The Bexar County Early Intervention Program – often called Baby Court – requires participants whose children have been removed by Child Protective Services to submit to regular drug testing, outpatient drug treatment, and counseling, with regular check-ins with the judge to ensure compliance. Participants are often young mothers “who are posed with a lot of challenges, including trauma, drug and alcohol [use], mental health issues, and domestic and family violence, which are the root cause of child abuse and neglect,” Sakai said at a press conference Wednesday.
“We recognized that we are very good at removing babies from their moms, but not very good at returning them.
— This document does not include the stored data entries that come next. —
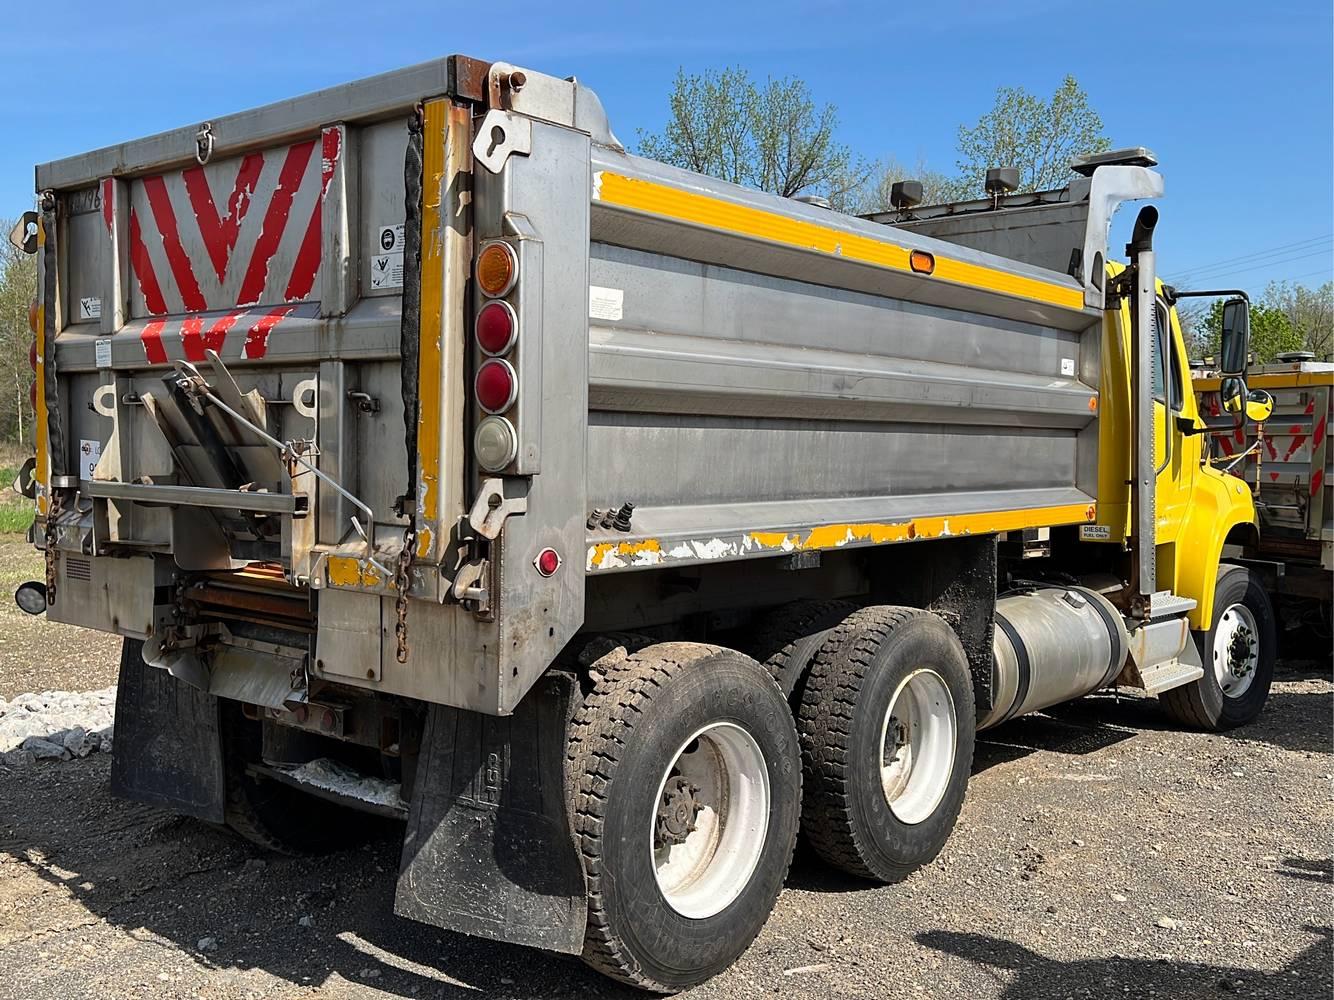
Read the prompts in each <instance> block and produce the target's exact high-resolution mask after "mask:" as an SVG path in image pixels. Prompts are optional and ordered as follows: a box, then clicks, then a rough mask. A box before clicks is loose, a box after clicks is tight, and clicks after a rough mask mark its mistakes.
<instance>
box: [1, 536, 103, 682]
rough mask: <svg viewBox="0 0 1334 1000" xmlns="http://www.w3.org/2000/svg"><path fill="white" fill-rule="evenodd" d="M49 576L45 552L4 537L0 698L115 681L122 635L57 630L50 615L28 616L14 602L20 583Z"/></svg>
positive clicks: (26, 540) (84, 628)
mask: <svg viewBox="0 0 1334 1000" xmlns="http://www.w3.org/2000/svg"><path fill="white" fill-rule="evenodd" d="M44 579H47V571H45V565H44V563H43V560H41V553H40V552H37V549H35V548H33V547H32V545H29V544H28V541H27V540H25V539H24V537H23V536H20V535H0V697H5V699H13V697H16V696H17V695H21V693H23V692H25V691H55V689H59V688H64V689H71V691H92V689H93V688H105V687H111V685H113V684H115V683H116V669H117V665H119V664H120V639H119V637H116V636H112V635H108V633H105V632H92V631H89V629H87V628H73V627H69V625H65V627H63V628H52V627H51V624H49V623H48V621H47V620H45V617H33V616H31V615H25V613H24V612H21V611H19V605H17V604H15V603H13V591H15V588H16V587H17V585H19V584H21V583H24V581H25V580H44ZM35 651H40V655H36V656H35V655H33V652H35Z"/></svg>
We are doing more to respect the bonding that happens between a mother and newborn child and focusing on what might help families reunite,” including mental health counseling or parenting skills courses.
Community partners providing services to families participating in the Early Intervention Program include the Children’s Shelter, Family Violence Prevention Services, and drug rehabilitation programs at Alpha Home and Lifetime Recovery. The groups work with parents until they graduate from the program, which can take up to a year.
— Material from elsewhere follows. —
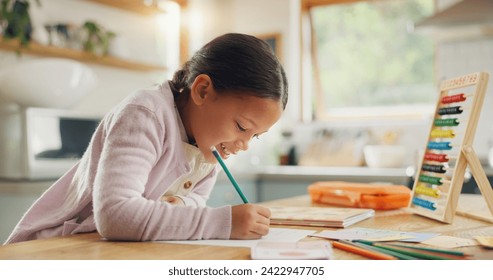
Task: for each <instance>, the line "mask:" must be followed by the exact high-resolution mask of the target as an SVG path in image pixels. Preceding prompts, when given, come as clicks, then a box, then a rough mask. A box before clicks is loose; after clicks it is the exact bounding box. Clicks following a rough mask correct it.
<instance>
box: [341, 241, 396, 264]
mask: <svg viewBox="0 0 493 280" xmlns="http://www.w3.org/2000/svg"><path fill="white" fill-rule="evenodd" d="M332 246H334V247H335V248H337V249H341V250H344V251H346V252H350V253H353V254H357V255H361V256H364V257H367V258H370V259H374V260H396V259H397V258H395V257H393V256H390V255H387V254H383V253H380V252H377V251H375V250H369V249H364V248H361V247H359V246H356V244H353V243H352V242H347V241H344V240H339V241H332Z"/></svg>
“The program that Sakai set up stabilizes families by addressing whatever issue comes up for them,” Bexar County Judge Nelson Wolff told the Rivard Report. “If they work the program and get through it successfully, their children are returned to them.”
The Texas Department of Family and Protective Services confirmed 5,588 confirmed cases of child abuse in San Antonio in 2017, with 30 percent of the cases on the West Side of San Antonio. The purpose of the Early Intervention Program is to decrease those numbers by “stabilizing the parents and getting them into shape so they can keep their children,” Wolff said.
“We are trying to help these parents rather than just jerk [their] kid around. If they go into foster care, they might live with 30 different families. You’re much better off if you can stabilize the parents so they reunite with their child ready to be a family again.”